How do you get rid of it?
Unfortunately, BPA is so widely used and manufactured that you’re not likely to eliminate it from your system altogether. There are some steps you can take to minimize your exposure, though:
- When possible, and especially if you’re pregnant and when feeding a young child, limit the amount of canned food in your diet.
- Avoid using old or scratched polycarbonate bottles. If you’re in the market for a new water bottle, look for stainless steel water bottles that do not have a plastic liner.
- Don’t use plastic containers to heat food in the microwave. Opt for ceramic, glass, or other microwavable dishware.
- Soft or cloudy-colored plastic does not contain BPA.
- If you’re formula feeding your infant, consider using powdered formulas packaged in non-steel cans. Also, choose baby bottles made from glass or plastics that don’t leach BPA (like polypropylene or polyethylene).
Despite mounting evidence of severe health risks from two hormone-disrupting chemicals widely used in plastics, the U.S. government has been slow to regulate the substances.
Phthalates, used to soften plastic and make it flexible, are utilized in products ranging from medical devices (including tubing, catheters and intravenous bags) to car interiors and baby products like toys and teethers.
Bisphenol A, which makes plastic hard, translucent and shatter-resistant, is used in bottled water and baby bottles, food containers, dental products and the lining of food cans. Studies have implicated both as endocrine disruptors, or chemicals that mimic the body’s natural hormones, and lead to disruptive effects ranging from cancers to birth defects.

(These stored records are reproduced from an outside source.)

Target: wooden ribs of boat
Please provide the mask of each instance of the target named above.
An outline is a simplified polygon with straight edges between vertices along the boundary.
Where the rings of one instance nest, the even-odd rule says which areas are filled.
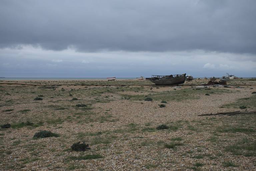
[[[183,84],[186,80],[186,74],[169,75],[152,75],[150,80],[156,85],[174,85]]]
[[[113,81],[115,80],[116,77],[114,77],[107,78],[107,79],[108,80],[108,81]]]

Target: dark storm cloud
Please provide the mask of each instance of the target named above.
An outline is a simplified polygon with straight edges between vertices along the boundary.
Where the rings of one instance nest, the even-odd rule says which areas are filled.
[[[0,1],[0,47],[256,53],[256,1]]]

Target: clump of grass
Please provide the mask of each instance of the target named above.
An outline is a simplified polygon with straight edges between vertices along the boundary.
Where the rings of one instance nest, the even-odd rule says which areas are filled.
[[[241,109],[244,109],[247,108],[247,107],[245,106],[239,106],[239,108]]]
[[[71,146],[71,149],[76,151],[84,151],[87,149],[90,149],[88,144],[80,141],[73,144]]]
[[[41,97],[37,97],[34,99],[34,100],[43,100],[43,99]]]
[[[172,140],[173,141],[181,141],[182,140],[182,139],[179,137],[177,137],[172,138]]]
[[[81,103],[80,104],[76,105],[76,106],[77,107],[87,107],[87,105],[83,103]]]
[[[156,127],[156,129],[158,129],[158,130],[166,129],[169,128],[169,126],[164,124],[162,124],[162,125],[159,125]]]
[[[37,132],[34,135],[33,138],[47,138],[48,137],[58,137],[59,136],[59,134],[55,133],[53,133],[51,131],[41,131]]]
[[[10,128],[11,128],[11,124],[4,124],[1,125],[1,128],[3,129]]]
[[[195,164],[194,165],[195,166],[196,166],[197,167],[202,166],[204,165],[203,163],[198,163],[197,162],[195,163]]]
[[[158,106],[159,106],[159,107],[161,108],[165,107],[165,105],[164,105],[164,104],[161,104],[160,105],[158,105]]]
[[[73,160],[91,160],[103,158],[103,157],[100,154],[87,154],[85,156],[72,156],[69,158]]]
[[[169,144],[165,144],[164,147],[166,148],[170,149],[175,148],[176,146],[182,145],[182,144],[180,143],[176,143],[174,142],[171,142]]]
[[[145,101],[153,101],[153,99],[151,97],[148,97],[145,98],[144,100]]]
[[[14,110],[14,109],[6,109],[6,110],[3,110],[3,111],[4,112],[11,112],[11,111],[13,111]]]
[[[33,126],[34,127],[37,127],[42,125],[43,123],[39,122],[37,124],[34,124],[33,122],[31,122],[29,121],[27,121],[26,122],[21,122],[20,123],[15,123],[12,125],[12,128],[22,128],[24,126]]]
[[[227,161],[223,163],[223,166],[224,167],[236,167],[236,165],[232,162]]]

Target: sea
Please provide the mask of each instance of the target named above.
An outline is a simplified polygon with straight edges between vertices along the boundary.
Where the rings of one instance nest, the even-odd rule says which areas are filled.
[[[255,78],[254,77],[243,77],[244,78]],[[197,78],[203,79],[204,77],[194,77]],[[210,77],[207,78],[210,78]],[[118,78],[117,80],[135,80],[136,78]],[[8,78],[0,77],[0,80],[106,80],[106,78]]]
[[[116,80],[136,80],[136,78],[117,78]],[[106,78],[5,78],[0,77],[0,80],[105,80]]]

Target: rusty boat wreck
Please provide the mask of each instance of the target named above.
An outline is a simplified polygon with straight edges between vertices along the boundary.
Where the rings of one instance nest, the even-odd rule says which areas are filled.
[[[186,80],[186,74],[169,75],[152,75],[149,79],[156,85],[174,85],[183,84]]]

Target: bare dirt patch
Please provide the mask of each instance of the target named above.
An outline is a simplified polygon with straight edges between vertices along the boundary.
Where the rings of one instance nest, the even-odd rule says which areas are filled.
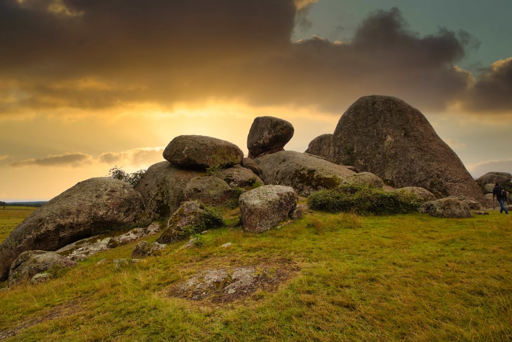
[[[201,304],[230,303],[248,299],[258,290],[276,291],[299,271],[300,268],[294,263],[282,259],[249,266],[203,269],[162,294]]]
[[[34,314],[24,319],[14,328],[0,331],[0,341],[12,337],[22,330],[39,323],[73,315],[78,311],[78,303],[69,301],[52,308],[45,312]]]

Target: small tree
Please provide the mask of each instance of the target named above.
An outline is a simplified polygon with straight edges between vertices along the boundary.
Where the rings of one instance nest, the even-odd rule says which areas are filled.
[[[132,173],[128,173],[123,170],[122,168],[114,166],[109,171],[109,176],[115,179],[125,182],[133,187],[135,187],[145,172],[146,170],[142,169]]]

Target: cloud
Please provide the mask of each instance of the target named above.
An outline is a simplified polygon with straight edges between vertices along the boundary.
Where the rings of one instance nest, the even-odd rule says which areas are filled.
[[[442,28],[421,37],[393,8],[372,13],[343,44],[320,37],[291,43],[315,2],[2,2],[0,45],[10,48],[0,54],[0,113],[217,98],[339,115],[371,94],[422,110],[473,104],[465,94],[475,80],[455,65],[478,46],[467,32]],[[509,85],[508,65],[476,82],[476,105]],[[501,107],[486,108],[509,106],[505,92],[494,93]]]
[[[492,171],[512,173],[512,159],[504,160],[486,160],[466,167],[475,178]]]
[[[46,158],[40,159],[26,159],[19,162],[14,162],[9,165],[13,167],[22,167],[30,165],[78,167],[90,164],[92,159],[91,156],[78,152],[64,153],[58,155],[51,155]]]
[[[462,106],[475,112],[509,112],[512,109],[512,57],[495,62],[465,94]]]
[[[100,163],[110,165],[121,163],[125,165],[140,166],[162,161],[163,147],[140,148],[119,152],[104,152],[98,157]]]

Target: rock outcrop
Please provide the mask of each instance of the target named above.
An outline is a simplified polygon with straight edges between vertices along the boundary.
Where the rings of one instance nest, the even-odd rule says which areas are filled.
[[[308,196],[323,189],[332,189],[355,172],[322,158],[294,151],[282,151],[254,159],[265,184],[291,187]]]
[[[9,273],[9,286],[30,280],[38,273],[50,269],[72,267],[76,263],[53,252],[27,251],[12,263]]]
[[[222,225],[224,222],[221,220],[207,212],[205,206],[199,201],[187,201],[169,218],[167,227],[157,239],[157,242],[169,244],[185,238],[201,230]]]
[[[55,251],[108,231],[146,225],[140,194],[127,183],[109,177],[81,182],[34,212],[0,245],[0,280],[26,251]]]
[[[254,119],[247,136],[249,157],[273,153],[284,150],[293,136],[291,124],[273,116],[259,116]]]
[[[423,203],[419,212],[437,217],[467,218],[471,217],[470,206],[456,198],[447,197]]]
[[[357,100],[340,118],[332,149],[332,156],[321,156],[374,173],[393,187],[419,187],[437,198],[463,195],[485,203],[462,162],[424,116],[396,97]]]
[[[254,164],[255,166],[255,165]],[[235,165],[233,167],[225,169],[219,172],[219,174],[216,174],[216,176],[224,180],[231,188],[243,188],[252,186],[256,182],[263,183],[261,178],[252,170],[240,165]]]
[[[492,171],[477,178],[476,182],[484,190],[484,193],[492,193],[495,183],[499,183],[502,186],[512,187],[512,174],[508,172]],[[485,191],[486,185],[490,185],[490,191],[488,192]]]
[[[203,135],[180,135],[167,145],[163,157],[181,167],[205,170],[242,164],[244,153],[225,140]]]
[[[212,176],[191,179],[183,191],[185,200],[199,200],[205,204],[220,205],[232,196],[231,188],[220,178]]]
[[[402,194],[413,194],[424,202],[435,200],[436,196],[429,190],[418,187],[405,187],[397,189],[394,191]]]
[[[251,232],[268,230],[286,220],[297,206],[292,188],[265,185],[245,192],[239,198],[244,228]]]
[[[188,182],[205,173],[178,168],[167,161],[150,166],[135,186],[155,219],[168,217],[185,200]]]

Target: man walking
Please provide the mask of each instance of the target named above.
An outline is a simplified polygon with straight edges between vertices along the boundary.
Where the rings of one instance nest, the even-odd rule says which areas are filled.
[[[500,203],[500,213],[505,212],[505,213],[508,215],[508,211],[507,207],[505,206],[505,202],[508,202],[507,199],[507,192],[505,188],[500,186],[499,183],[496,183],[494,185],[494,189],[493,189],[493,202],[496,197],[498,202]]]

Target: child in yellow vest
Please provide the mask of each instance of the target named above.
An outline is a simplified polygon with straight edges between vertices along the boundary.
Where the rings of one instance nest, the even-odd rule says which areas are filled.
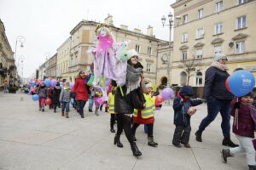
[[[110,113],[110,132],[115,133],[113,129],[113,124],[115,122],[115,112],[114,112],[114,94],[115,94],[115,87],[112,88],[111,92],[108,94],[108,113]]]
[[[144,124],[148,127],[148,145],[155,147],[158,145],[156,142],[154,141],[153,138],[153,128],[154,128],[154,114],[155,113],[155,98],[152,95],[152,84],[150,82],[145,83],[144,98],[146,99],[146,106],[143,110],[134,110],[132,119],[133,124],[131,128],[131,133],[133,139],[136,141],[135,133],[136,129],[140,126],[140,124]]]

Because hormones operate at concentrations in the body as low as one part per billion, even small levels of such toxins can have serious effects.
In 2000, a study conducted by the Centers for Disease Control and Prevention discovered that 75 percent of people in the United States contain detectable levels of pthalates in their urine. Another study detected bisphenol A in the bodies of 95 percent of those tested.

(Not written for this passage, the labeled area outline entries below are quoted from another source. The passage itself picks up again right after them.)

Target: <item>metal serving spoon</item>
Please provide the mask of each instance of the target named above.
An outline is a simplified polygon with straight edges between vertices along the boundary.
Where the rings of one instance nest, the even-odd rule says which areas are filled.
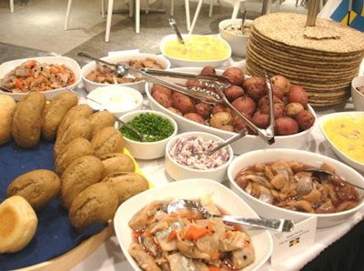
[[[306,169],[302,169],[300,171],[306,171],[306,172],[312,172],[313,175],[315,175],[318,177],[318,180],[319,183],[322,183],[322,179],[320,178],[319,175],[323,174],[323,175],[329,175],[330,176],[333,177],[333,181],[337,181],[339,183],[344,183],[347,185],[350,185],[354,187],[357,187],[359,189],[364,190],[364,187],[361,187],[360,186],[358,185],[354,185],[351,184],[348,181],[346,181],[343,177],[337,176],[335,173],[332,173],[329,170],[326,169],[322,169],[322,168],[306,168]]]
[[[197,210],[205,217],[219,217],[227,222],[238,223],[278,232],[290,232],[294,226],[293,222],[287,219],[245,218],[209,214],[200,204],[188,199],[175,199],[171,201],[167,207],[167,212],[168,214],[173,214],[183,209]]]
[[[87,100],[89,100],[89,101],[91,101],[91,102],[93,102],[93,103],[97,104],[97,105],[100,105],[105,111],[110,112],[109,110],[106,109],[106,106],[105,105],[103,105],[102,103],[100,103],[100,102],[98,102],[98,101],[96,101],[96,100],[94,100],[93,98],[88,97],[86,95],[81,94],[81,93],[76,92],[76,91],[75,91],[75,90],[73,90],[73,89],[71,89],[71,88],[68,88],[68,87],[66,87],[66,89],[67,91],[69,91],[69,92],[72,92],[72,93],[76,94],[76,95],[77,96],[79,96],[79,97],[83,97],[83,98],[87,99]],[[110,113],[111,113],[111,112],[110,112]],[[120,125],[126,126],[128,130],[132,131],[133,133],[136,133],[136,135],[139,137],[139,139],[140,139],[142,142],[146,142],[146,138],[147,138],[147,137],[152,136],[149,136],[149,135],[143,135],[143,134],[141,134],[141,133],[140,133],[139,131],[137,131],[136,128],[134,128],[134,127],[132,127],[131,125],[129,125],[128,124],[125,123],[124,121],[122,121],[121,119],[119,119],[117,116],[116,116],[114,114],[111,113],[111,115],[114,116],[114,119],[115,119],[116,122],[117,122],[117,123],[119,123]]]

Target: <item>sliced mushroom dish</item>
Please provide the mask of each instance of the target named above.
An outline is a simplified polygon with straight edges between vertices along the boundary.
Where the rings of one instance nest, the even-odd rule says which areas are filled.
[[[194,210],[168,215],[171,200],[156,200],[129,221],[135,242],[128,252],[140,268],[230,271],[255,261],[251,239],[240,226]],[[212,214],[222,213],[209,196],[197,201]]]
[[[259,200],[292,211],[330,214],[358,206],[360,197],[354,186],[339,176],[306,171],[308,168],[315,167],[298,161],[257,163],[241,169],[235,182]],[[328,164],[319,168],[335,173]]]

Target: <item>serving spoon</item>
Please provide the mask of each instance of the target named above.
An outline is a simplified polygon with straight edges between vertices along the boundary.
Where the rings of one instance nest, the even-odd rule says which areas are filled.
[[[167,207],[167,212],[168,214],[174,214],[186,209],[197,210],[200,212],[204,217],[218,217],[227,222],[238,223],[278,232],[290,232],[294,227],[293,222],[287,219],[268,219],[262,217],[245,218],[240,216],[213,215],[208,213],[207,210],[199,203],[188,199],[178,198],[172,200]]]

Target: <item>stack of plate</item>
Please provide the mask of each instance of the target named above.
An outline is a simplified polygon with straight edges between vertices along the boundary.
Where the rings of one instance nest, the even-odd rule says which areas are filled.
[[[274,13],[254,20],[247,48],[250,75],[281,75],[305,88],[312,105],[345,102],[364,56],[364,33],[327,19]]]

The American Medical Association has urged the FDA to require that all medical products containing a certain type of phthalate to be labeled, so that exposure to infants can be limited. The agency has not acted, but more than 100 hospitals have started to remove such products from nurseries.
In 1996, Congress ordered the Environmental Protection Agency (EPA) to test pesticides for endocrine disrupting effects, but to date the agency has not tested a single chemical. The Congressional mandate does not even include chemicals found in plastics. Meanwhile, the EPA has asked the National Academy of Sciences to compile a report on phthalates to guide the agency in setting a safe maximum dosage requirement, which does not currently exist.
Even after this point, it would still be up to other agencies to impose regulations on the chemicals.The European Union banned three forms of phthalates from children’s items in 2005 and restricted three others. Canada has not used phthalates in children’s products since 1998, and California introduced a similar ban in October.